Tg²210°+tg²120°+tg135°=​

Let's calculate the value of the expression $\tan^2(210^\circ) + \tan^2(120^\circ) + \tan(135^\circ)$.

First, note that the tangent function has a periodicity of $180^\circ$, which means that $\tan(180^\circ + \theta) = \tan(\theta)$ for any angle $\theta$.

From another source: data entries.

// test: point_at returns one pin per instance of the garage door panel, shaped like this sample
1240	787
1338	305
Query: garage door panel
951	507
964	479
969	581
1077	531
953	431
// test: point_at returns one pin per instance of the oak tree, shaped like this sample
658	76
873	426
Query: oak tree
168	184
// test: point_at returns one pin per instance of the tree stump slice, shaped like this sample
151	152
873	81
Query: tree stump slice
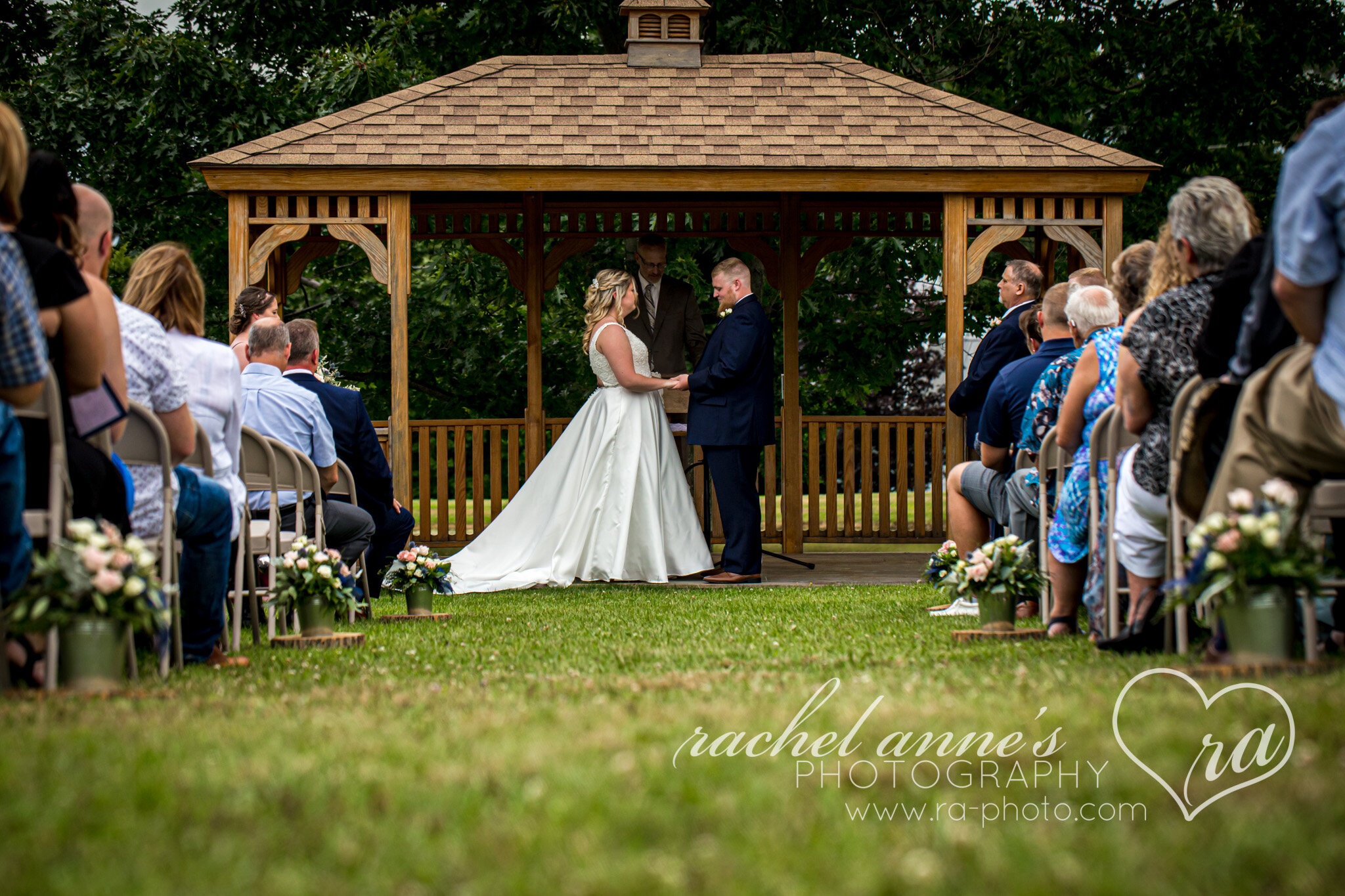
966	636
335	640
1261	668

So, let's simplify each term:

1. $\tan^2(210^\circ)$: We can rewrite $210^\circ$ as $210^\circ = 180^\circ + 30^\circ$. Since the tangent function has a periodicity of $180^\circ$, we can write: $\tan(210^\circ) = \tan(30^\circ)$

   Now, $\tan(30^\circ) = \frac{1}{\sqrt{3}}$, so: $\tan^2(210^\circ) = \left(\frac{1}{\sqrt{3}}\right)^2 = \frac{1}{3}$

2. $\tan^2(120^\circ)$: Similarly, we can rewrite $120^\circ$ as $120^\circ = 180^\circ - 60^\circ$, and since the tangent function has a periodicity of $180^\circ$, we can write: $\tan(120^\circ) = \tan(-60^\circ)$

   Now, $\tan(-60^\circ) = -\frac{\sqrt{3}}{3}$, so: $\tan^2(120^\circ) = \left(-\frac{\sqrt{3}}{3}\right)^2 = \frac{3}{3} = 1$

3. $\tan(135^\circ)$: The tangent of $135^\circ$ is equal to $-1$.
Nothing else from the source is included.